BENEVENTO

Benevento, situated on a hill (colle della Guardia, 135m) between the Sabato and Calore streams, in the middle of a fertile basin, was the native land of Popes Vittore III and Gregorio VIII. The earthquake of 1980 gravely damaged some areas of its historical centre.

Capital of the Sanniti Irpini and given the name of Maluentum or Maleventum, it was conquered in the 4th-3rd Centuries by Rome, who changed its name to Beneventum when making it a colony in 268. Seven years earlier, in 275, the City saw the defeat of Pirro and in 214 saw that of the Carthaginian Annone, by the Romans.
During the Greek-Gothic war, it was destroyed by Totila (545AD), but retrieved its own importance by passing under the power of the Longobards of Zottone (571), who changed it to a Duchy; it was then made a principality in 774; the title of princes was recognized by its nobility at the moment of its conquista franca (Franca conquest). The last Longobard prince, Landolfo VI, to get away from Norman domination, accepted the Rule of the Church and the role of vassal or subject (1073). Consequently, at his death (1077), the City passed hands to the Pontificate State. From that day on, Benevento remained under Pontificate domination for nearly eight centuries, governed by church rectors, who were usually descendants from the old Longobard aristocracy and initially elected by the general public, then nominated directly by the Pope and transformed in the 18th Century to Governors and in the 19th Century to Delegates. The Pontificate dominion was frequently discussed and was stiffly tested during the tormented history of the region. The stage for the encounters between the Svevi and Angioini (1266), in the 15th Century, Benevento was subject to various renewals by the Kings and Queens of Naples, with Ladislao (1408), Giovanna II (1414-1418) and Alfonso d’A ragona (1443-1458) who ruled it as a Papal Vicar. Once again subtracted from the Papacy by Ferdinando IV of Boubon (1768-1774) in feud with Clemente XIII and XIV, it was occupied by the French in 1798 and became part of the Partenopea Republic.
Established as a Principality by Napoleon (1806), who conferred the title to Talleyrand, it returned to the Holy State in 1815. Centre of Carbonari (meaning coal-burners – a secret revolutionary society akin to the Freemasons) and liberal revolts (1820-1821 and 1848), it was then annexed to the Italian Reign after the popular insurrection of 3rd September 1860 and occupation by the Garibaldi’s.

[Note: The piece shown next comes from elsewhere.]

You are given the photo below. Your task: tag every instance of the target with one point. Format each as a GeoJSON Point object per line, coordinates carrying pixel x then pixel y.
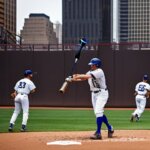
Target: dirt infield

A great deal of the origins of old Benevento is evidenced by a Roman Theatre (dating back to the Adriano era, II Century AD, but which was restored under Caracalla. It was capable of accommodating 20,000 spectators) and by the majestic Triumphal Arch of Traiano dedicated to the Emperor in 114 AD, and which is certified as one of the most important ancient triumphal arches; it’s situated at the beginning of Via Traiana direction Brindisi; the structure is a barrel-vault, 15,60m in height and 8,60m wide. It is entirely decorated with low reliefs which constitute one of the principal documents of art of the Traianeo period and which certifies the “merits” of the Emperor.

From the Medieval era, there are the City Walls, the Castle or Stronghold of the Rectors from the 14th Century; the Cathedral from the 7th Century; containing five naves (reconstructed during the 9th-13th Centuries and in 1959 after the Second World War bombardments, which almost totally destroyed it); the Church of Santa Sofia in Voto (8th Century), built on the spot where the legend would like the famous witches of the City to assemble.
The Vanvitelli Bridge over the Calore is noteworthy.
The (Archeological) Museum of Sannio is well documented and is situated in the old Monestery to the right of the Church of S. Sofia, which contains a cloister from the 12th Century.